The complexity is O(n log n), and the constant factor is very low.

2016/02/21

I had a question similar to this for homework actually. I was restricted that it must have O(nlogn) efficiency.

I used the idea you proposed of using Mergesort, since it is already of the correct efficiency. I just inserted some code into the merging function that was basically: Whenever a number from the array on the right is being added to the output array, I add to the total number of inversions, the amount of numbers remaining in the left array.

This makes a lot of sense to me now that I've thought about it enough. Your counting how many times there is a greater number coming before any numbers.

hth.

2009/02/12

The primary purpose of this answer is to compare the speeds of the various Python versions found here, but I also have a few contributions of my own. (FWIW, I just discovered this question while performing a duplicate search).

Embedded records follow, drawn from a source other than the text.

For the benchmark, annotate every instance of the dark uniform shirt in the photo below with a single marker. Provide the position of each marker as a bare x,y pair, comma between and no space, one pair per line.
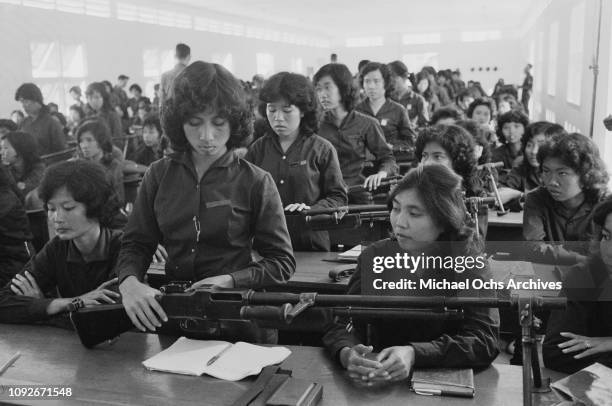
60,264
394,121
470,342
308,172
47,131
547,221
210,226
356,135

The relative execution speeds of algorithms implemented in CPython may be different to what one would expect from a simple analysis of the algorithms, and from experience with other languages. That's because Python provides many powerful functions and methods implemented in C that can operate on lists and other collections at close to the speed one would get in a fully-compiled language, so those operations run much faster than equivalent algorithms implemented "manually" with Python code.

Code that takes advantage of these tools can often outperform theoretically superior algorithms that try to do everything with Python operations on individual items of the collection. Of course the actual quantity of data being processed has an impact on this too. But for moderate amounts of data, code that uses an O(n²) algorithm running at C speed can easily beat an O(n log n) algorithm that does the bulk of its work with individual Python operations.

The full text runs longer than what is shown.